Not how anyone wants to begin a holiday morning.

This is how my day started: up at 6:30 after a scant four hours of interrupted sleep, blearily cleaning up child and environs, disinfecting things, comforting, and trying to gather enough brain cells to work out how our plans would have to be adjusted around this development.

Christ is risen. Alleluia, right?

I settled the child, showered until I felt clean again, then went back to bed.

An hour later, my youngest was awake and agitating for an Easter egg hunt. I lay in bed listening to the piping little voice becoming more and more excited and emotional, gathering the strength to pull myself back out from under the covers and into the light of day. I made myself get up and orchestrate breakfast so that the kids would have real food before heading for the chocolate. (I also wanted to check to see if anyone else’s breakfast was going to return on them. This is Mommy calculus, right here.)

As I write this, it is 9AM, breakfasts have been eaten, baskets and eggs found, and children kicked outside to blow bubbles with their new bubble wands. The puker is sitting with mint tea and some crackers, gingerly testing his stomach in the hope that Easter dinner might not turn out to be beyond him.

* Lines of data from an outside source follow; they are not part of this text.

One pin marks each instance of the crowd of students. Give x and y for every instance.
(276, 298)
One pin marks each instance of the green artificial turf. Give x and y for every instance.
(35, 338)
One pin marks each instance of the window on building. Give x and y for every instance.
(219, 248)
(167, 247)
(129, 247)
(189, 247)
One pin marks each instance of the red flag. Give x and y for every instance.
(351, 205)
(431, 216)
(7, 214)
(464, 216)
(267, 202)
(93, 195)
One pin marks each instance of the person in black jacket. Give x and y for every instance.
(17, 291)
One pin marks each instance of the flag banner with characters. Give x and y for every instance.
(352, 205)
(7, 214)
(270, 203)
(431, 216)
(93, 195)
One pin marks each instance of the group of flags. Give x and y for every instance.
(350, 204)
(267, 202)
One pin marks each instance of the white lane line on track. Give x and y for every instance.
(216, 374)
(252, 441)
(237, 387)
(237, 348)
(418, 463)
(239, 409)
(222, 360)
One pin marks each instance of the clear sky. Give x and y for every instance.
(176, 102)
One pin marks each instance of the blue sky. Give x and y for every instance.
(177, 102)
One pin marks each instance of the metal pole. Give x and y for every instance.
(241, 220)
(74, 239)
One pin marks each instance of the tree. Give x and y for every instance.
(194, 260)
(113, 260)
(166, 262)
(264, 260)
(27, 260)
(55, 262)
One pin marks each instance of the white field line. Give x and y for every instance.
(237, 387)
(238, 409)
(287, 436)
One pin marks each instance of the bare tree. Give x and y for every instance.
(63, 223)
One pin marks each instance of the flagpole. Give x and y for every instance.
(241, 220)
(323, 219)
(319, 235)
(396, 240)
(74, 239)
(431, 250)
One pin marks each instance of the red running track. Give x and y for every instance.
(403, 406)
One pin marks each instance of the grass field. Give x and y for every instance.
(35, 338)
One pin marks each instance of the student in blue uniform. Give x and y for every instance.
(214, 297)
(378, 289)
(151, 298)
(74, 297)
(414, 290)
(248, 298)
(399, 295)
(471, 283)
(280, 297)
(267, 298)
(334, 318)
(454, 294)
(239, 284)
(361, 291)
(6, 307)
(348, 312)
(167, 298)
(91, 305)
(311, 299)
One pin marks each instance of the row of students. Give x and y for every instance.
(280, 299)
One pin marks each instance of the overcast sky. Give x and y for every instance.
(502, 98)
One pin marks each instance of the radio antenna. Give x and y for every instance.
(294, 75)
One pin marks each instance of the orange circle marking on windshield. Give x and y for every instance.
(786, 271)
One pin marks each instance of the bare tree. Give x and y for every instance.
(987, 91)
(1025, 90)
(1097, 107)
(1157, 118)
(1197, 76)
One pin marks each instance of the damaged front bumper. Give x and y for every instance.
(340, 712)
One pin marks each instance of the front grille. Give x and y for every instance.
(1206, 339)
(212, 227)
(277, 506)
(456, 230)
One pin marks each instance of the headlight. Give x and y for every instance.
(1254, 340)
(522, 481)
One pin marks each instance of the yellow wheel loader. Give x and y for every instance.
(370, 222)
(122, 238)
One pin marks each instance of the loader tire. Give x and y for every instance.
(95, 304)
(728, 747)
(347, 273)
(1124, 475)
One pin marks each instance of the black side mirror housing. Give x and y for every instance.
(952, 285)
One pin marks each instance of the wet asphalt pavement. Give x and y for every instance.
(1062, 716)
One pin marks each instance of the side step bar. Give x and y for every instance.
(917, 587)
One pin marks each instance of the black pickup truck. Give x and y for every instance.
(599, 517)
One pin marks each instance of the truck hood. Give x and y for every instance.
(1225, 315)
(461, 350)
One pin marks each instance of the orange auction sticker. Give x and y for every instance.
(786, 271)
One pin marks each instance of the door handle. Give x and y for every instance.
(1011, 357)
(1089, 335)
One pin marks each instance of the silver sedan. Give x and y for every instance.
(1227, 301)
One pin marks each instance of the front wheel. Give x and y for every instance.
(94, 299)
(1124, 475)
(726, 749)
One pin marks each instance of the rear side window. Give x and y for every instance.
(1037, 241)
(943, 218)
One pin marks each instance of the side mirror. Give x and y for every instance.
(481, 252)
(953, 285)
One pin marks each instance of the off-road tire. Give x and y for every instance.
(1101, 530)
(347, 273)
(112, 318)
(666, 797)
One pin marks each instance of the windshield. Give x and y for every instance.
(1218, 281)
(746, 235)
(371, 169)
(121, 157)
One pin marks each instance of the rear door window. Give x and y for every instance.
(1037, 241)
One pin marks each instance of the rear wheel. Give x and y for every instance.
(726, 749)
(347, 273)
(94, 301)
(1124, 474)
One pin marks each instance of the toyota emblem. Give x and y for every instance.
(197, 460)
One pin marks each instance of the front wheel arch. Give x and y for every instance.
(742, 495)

My guests have been forewarned about the possibility of vomit and have decided to take the risk and come over anyway, so I have maybe another couple of hours before things get busy again.

So why am I here, punch-drunk with exhaustion, spending my few quiet moments on Easter Sunday morning writing a blog post for the benefit of my handful of readers? What is so important that I have to write about it now?

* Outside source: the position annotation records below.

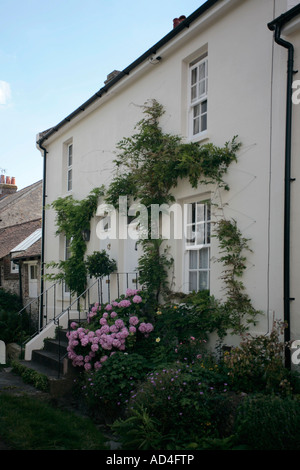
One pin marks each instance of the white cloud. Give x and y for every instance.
(4, 92)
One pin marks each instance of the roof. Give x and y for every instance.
(25, 244)
(13, 235)
(285, 17)
(11, 198)
(43, 136)
(32, 252)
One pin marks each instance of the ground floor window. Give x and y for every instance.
(197, 244)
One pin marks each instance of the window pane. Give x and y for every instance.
(202, 87)
(208, 232)
(204, 107)
(69, 180)
(200, 212)
(194, 76)
(70, 155)
(204, 122)
(200, 240)
(190, 213)
(203, 258)
(203, 280)
(190, 235)
(202, 68)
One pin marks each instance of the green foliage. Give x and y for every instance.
(99, 264)
(109, 388)
(238, 308)
(150, 164)
(269, 423)
(72, 218)
(30, 376)
(153, 268)
(28, 423)
(140, 431)
(182, 397)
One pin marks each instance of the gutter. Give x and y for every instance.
(276, 25)
(43, 232)
(150, 52)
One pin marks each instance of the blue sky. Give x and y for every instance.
(55, 54)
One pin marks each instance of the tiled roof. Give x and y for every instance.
(11, 198)
(11, 236)
(32, 251)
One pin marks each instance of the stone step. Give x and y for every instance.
(48, 359)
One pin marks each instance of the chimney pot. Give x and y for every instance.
(177, 21)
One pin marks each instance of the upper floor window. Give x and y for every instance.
(69, 166)
(198, 95)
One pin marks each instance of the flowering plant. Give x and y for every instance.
(110, 327)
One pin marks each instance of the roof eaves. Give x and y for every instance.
(153, 50)
(284, 18)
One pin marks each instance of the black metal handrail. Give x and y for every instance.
(88, 301)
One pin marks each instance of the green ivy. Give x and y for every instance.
(72, 218)
(149, 165)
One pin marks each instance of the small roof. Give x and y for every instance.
(12, 236)
(25, 244)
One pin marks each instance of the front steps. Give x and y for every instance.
(52, 361)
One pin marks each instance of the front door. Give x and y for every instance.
(32, 280)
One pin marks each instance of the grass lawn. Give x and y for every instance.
(28, 423)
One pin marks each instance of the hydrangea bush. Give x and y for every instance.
(110, 327)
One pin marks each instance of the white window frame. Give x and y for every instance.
(69, 167)
(197, 244)
(14, 267)
(198, 96)
(67, 252)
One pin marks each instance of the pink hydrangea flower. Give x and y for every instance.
(124, 303)
(133, 320)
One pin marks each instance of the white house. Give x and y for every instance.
(235, 52)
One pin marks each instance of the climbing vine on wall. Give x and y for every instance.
(72, 219)
(149, 165)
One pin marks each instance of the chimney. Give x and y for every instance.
(7, 186)
(111, 75)
(179, 20)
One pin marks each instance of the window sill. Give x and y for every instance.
(199, 138)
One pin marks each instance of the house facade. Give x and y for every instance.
(20, 238)
(218, 74)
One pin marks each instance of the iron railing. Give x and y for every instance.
(52, 302)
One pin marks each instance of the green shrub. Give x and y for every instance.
(108, 389)
(256, 365)
(269, 423)
(9, 302)
(30, 376)
(140, 432)
(188, 400)
(99, 264)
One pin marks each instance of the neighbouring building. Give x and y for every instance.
(218, 73)
(20, 239)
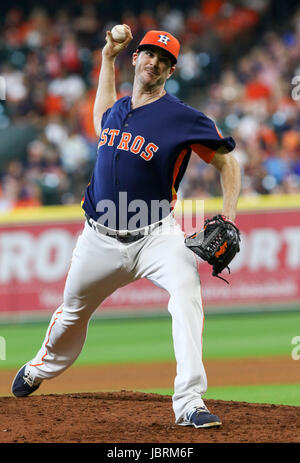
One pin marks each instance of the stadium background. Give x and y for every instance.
(237, 63)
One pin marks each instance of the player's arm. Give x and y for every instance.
(106, 94)
(230, 175)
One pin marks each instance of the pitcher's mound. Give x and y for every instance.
(133, 417)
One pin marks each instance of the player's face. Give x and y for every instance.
(152, 66)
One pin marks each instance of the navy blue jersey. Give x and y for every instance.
(143, 154)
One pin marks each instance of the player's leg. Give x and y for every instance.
(169, 264)
(95, 272)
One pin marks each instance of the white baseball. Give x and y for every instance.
(118, 33)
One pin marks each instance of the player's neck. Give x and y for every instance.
(142, 96)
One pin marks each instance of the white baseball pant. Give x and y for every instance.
(100, 265)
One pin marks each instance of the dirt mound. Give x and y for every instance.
(133, 417)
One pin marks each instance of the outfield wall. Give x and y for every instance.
(36, 247)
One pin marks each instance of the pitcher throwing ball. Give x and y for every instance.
(145, 143)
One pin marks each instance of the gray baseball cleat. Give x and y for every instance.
(200, 417)
(24, 383)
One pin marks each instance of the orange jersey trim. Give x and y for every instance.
(207, 154)
(177, 166)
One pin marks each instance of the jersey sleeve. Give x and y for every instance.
(205, 139)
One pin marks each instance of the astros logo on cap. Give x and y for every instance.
(164, 40)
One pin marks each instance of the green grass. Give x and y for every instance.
(280, 394)
(150, 339)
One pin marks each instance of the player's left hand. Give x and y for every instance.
(112, 48)
(217, 243)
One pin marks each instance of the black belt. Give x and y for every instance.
(128, 237)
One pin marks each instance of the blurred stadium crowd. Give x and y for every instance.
(238, 59)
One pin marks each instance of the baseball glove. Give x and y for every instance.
(217, 243)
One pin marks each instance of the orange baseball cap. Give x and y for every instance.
(163, 40)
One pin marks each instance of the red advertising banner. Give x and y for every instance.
(34, 261)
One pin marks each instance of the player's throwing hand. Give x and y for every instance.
(112, 48)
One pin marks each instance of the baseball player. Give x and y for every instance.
(145, 142)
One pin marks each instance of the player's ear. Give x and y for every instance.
(134, 57)
(172, 69)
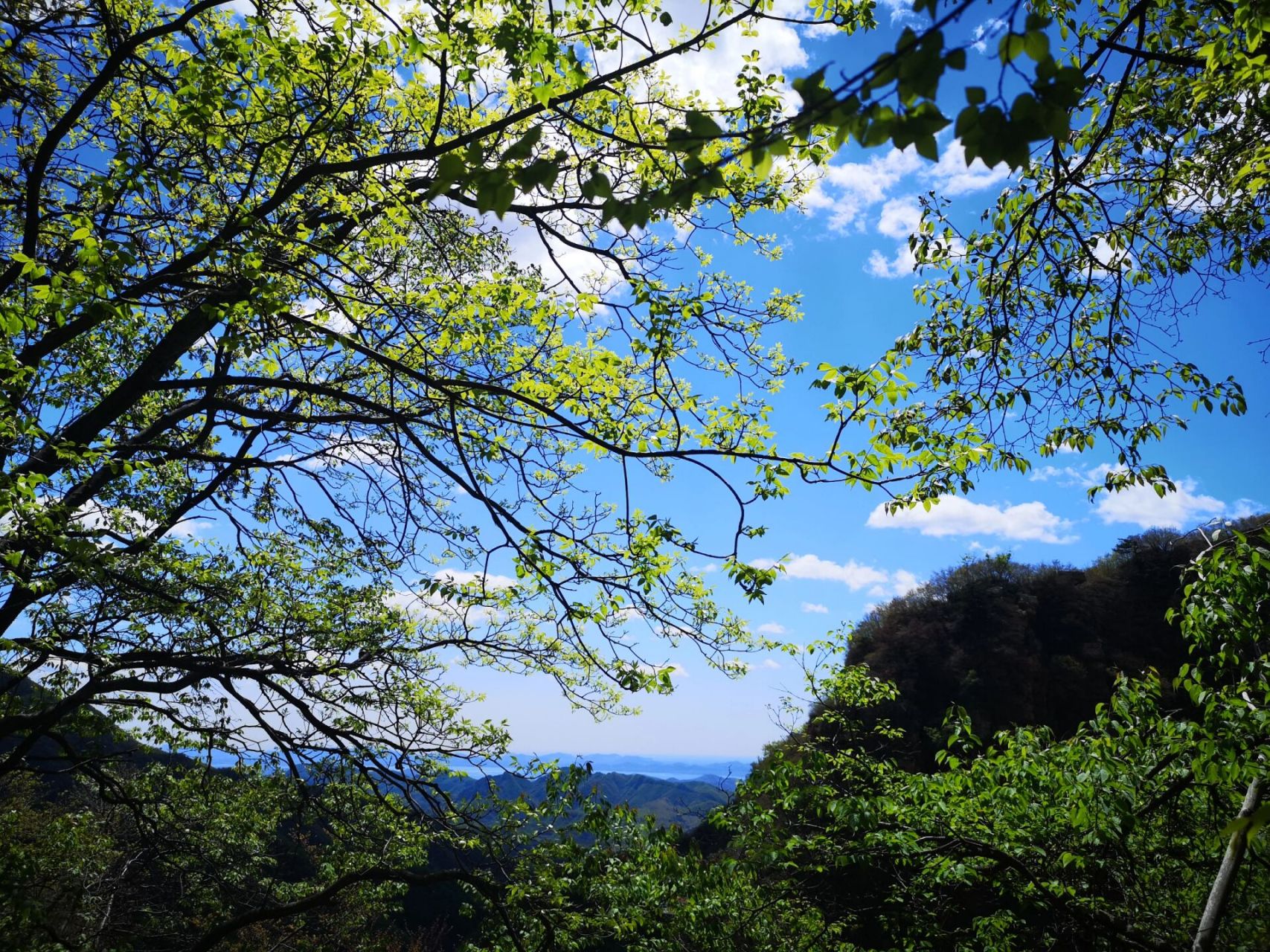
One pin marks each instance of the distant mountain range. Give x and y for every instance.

Christ is risen! Alleluia! 

What else is there to say?

I’ve been blogging a lot longer than I’ve been at Patheos. I’ve shared a lot of heartbreak and grief through my writing, much of it in the five years after separating from my husband. I walked a road not often talked about, that of being married but living apart, of keeping my vows to the best of my ability while maintaining boundaries for my own well-being and that of my children, of loving my husband from a distance. I never wanted our separation, but I was technically the one to walk away, even though I knew that, in his brokenness, my husband might never find the strength to follow.

I waited.

I grieved.

I lived in that Holy Saturday space, when all seems lost and there is nothing to do but wait or despair. When the drama of the rendering of ties and life and loyalties is over, and everything seems dead. But the disciples are still hanging around in Jerusalem, not ready to walk away yet, not sure what there is to hope for. Maybe making plans for an eventuality never anticipated.

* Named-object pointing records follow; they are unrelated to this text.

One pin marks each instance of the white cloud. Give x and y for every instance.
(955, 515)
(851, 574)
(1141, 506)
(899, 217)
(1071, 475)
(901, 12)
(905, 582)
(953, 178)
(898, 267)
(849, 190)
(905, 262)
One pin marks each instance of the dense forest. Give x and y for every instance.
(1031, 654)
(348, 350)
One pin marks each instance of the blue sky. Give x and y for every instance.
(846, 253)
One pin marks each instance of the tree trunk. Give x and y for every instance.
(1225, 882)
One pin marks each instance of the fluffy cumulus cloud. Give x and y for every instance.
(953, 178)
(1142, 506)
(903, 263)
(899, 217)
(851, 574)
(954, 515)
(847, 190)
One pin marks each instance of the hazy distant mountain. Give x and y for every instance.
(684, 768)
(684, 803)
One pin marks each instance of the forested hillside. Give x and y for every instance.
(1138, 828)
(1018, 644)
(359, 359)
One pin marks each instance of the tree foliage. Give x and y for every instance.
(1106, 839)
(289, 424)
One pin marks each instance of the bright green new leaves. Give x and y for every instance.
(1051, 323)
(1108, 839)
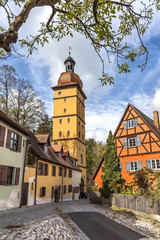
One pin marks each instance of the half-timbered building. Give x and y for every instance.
(137, 140)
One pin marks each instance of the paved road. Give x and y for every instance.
(97, 227)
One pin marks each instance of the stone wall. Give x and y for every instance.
(139, 204)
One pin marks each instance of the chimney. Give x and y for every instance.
(156, 118)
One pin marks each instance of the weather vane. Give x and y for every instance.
(70, 51)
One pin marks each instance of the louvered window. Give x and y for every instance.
(155, 164)
(133, 166)
(131, 123)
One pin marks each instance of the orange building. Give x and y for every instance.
(137, 140)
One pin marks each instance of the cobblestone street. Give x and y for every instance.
(50, 221)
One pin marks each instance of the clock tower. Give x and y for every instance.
(69, 116)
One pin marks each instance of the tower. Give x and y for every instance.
(69, 116)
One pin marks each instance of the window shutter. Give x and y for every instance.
(127, 166)
(125, 124)
(135, 122)
(4, 175)
(139, 165)
(121, 166)
(138, 141)
(17, 176)
(148, 164)
(8, 139)
(19, 143)
(43, 168)
(0, 173)
(125, 143)
(2, 135)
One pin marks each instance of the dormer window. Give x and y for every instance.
(131, 123)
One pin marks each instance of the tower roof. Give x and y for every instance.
(69, 78)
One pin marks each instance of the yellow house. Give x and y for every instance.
(49, 173)
(69, 116)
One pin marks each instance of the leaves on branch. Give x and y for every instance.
(105, 23)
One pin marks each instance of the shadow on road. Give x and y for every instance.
(98, 227)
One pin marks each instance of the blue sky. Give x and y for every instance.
(105, 105)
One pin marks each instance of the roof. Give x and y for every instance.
(9, 120)
(98, 167)
(148, 121)
(57, 148)
(39, 152)
(42, 138)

My mother is a big advocate of celebrating Easter in the parish where you spent Lent. You go through Lent together, it’s right that you share Easter.

And that’s why I’m sharing this with you, my readers. You shared my grief. You should share what comes after.

Last night, at the Easter Vigil, we sang one of my favorite Easter hymns. When we came to the last verse, I couldn’t contain an almost-painful joy.

When our hearts are saddened, grieving or in pain,
By Your touch You call us back to life again;
Fields of our hearts that dead and bare have been:
Love is come again, like wheat that springs up green.

I looked down the pew and saw my husband standing with our three children, and my heart and my eyes overflowed, and I knew it was time to share my joy, after a year of pondering it, nurturing it close to my heart.

My husband and I separated 5 and a half years ago, in the midst of a lot of pain and confusion. Last May, 11 months ago, we reconciled.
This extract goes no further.